The real estate practices of the Trump family, now amplified under the imprimatur of the federal executive branch, amount to a kind of slumlord capitalism – a formation that, similar to Jackie Wang’s characterization of late capitalism, is fueled by the most extreme methods of racialized dispossession and extraction, and whose subject – increasingly, the majority of the US population – is rendered lootable. Indeed, the rationale of racialized predation coupled with corporate fealty is the linchpin of the Trump administration’s policy and ideological agenda – from tax cuts to federal judicial appointments to immigration policy. Ta-Nehisi Coates famously said that Trump’s ideology is white supremacy; in reality, it is an explicit, unabashed, and revanchist racial capitalism.

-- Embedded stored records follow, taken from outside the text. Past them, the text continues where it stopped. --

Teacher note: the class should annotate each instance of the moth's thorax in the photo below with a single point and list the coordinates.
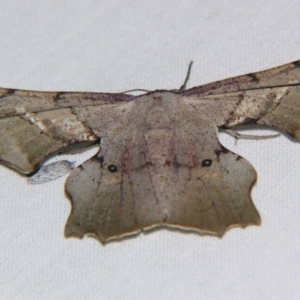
(158, 143)
(160, 109)
(159, 112)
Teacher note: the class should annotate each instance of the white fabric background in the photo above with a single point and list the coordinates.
(110, 46)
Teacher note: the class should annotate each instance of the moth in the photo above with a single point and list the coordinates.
(160, 162)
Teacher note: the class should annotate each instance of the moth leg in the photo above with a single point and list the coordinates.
(51, 172)
(238, 136)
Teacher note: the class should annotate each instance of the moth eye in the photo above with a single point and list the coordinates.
(112, 168)
(206, 162)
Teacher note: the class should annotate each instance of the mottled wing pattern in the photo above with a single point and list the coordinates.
(161, 170)
(160, 161)
(34, 125)
(268, 98)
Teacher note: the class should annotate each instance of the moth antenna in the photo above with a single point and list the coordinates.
(136, 90)
(183, 87)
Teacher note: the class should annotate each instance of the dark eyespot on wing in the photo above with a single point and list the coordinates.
(112, 168)
(206, 162)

If the Trump administration’s brand of anti-state statism and slumlord capitalism is an amplification of his family’s real estate practices, then it is appropriate to draw lessons from tenants and organizers who have fought against predatory landlords and their political allies. Through a range of strategies and tactics, they have worked to build the power of racially and ethnically heterogeneous groups of people to confront elite interests and the political machinery they wield. Recently, for example, tenant advocates in New York waged a successful campaign to ouster a group of centrist Democratic state legislators who had blocked efforts to tighten tenant protections, sparking hope that loopholes in the rent laws will be closed and programs like the aforementioned 421-a tax abatement will be shelved. And on a daily basis, tenants across the city meet in their apartments and the lobbies of their buildings to organize against landlords who withhold crucial repairs and engage in variegated forms of rent gouging. These gatherings are the substrate of a movement for housing justice that over the years has spawned rent strikes, eviction blockades, and building takeovers.
Organizing efforts like these have been successful in large part because they have been able to construct a political frontier with the capacity to mobilize differentiated identities in solidarity for a common cause: e.g. challenging the practices of the unscrupulous landlord. When faced with the bracing reality of the current political moment, the cause that binds is the construction of a society based in principles of democracy, economic equality, and racial justice, and opposed to selective austerity, racialized predation, and permanent war. As we orient ourselves and organize towards that cause, it is helpful to remember, as I do every time I walk into a meeting of tenants in a building owned by a powerful slumlord, that we are many and they are few.
 I use the term “contradictory” here because, in some respects, Trump did not run on an explicitly anti-state platform as a candidate. That said, the point remains that he has governed in keeping with Gilmore’s definition of anti-state statism.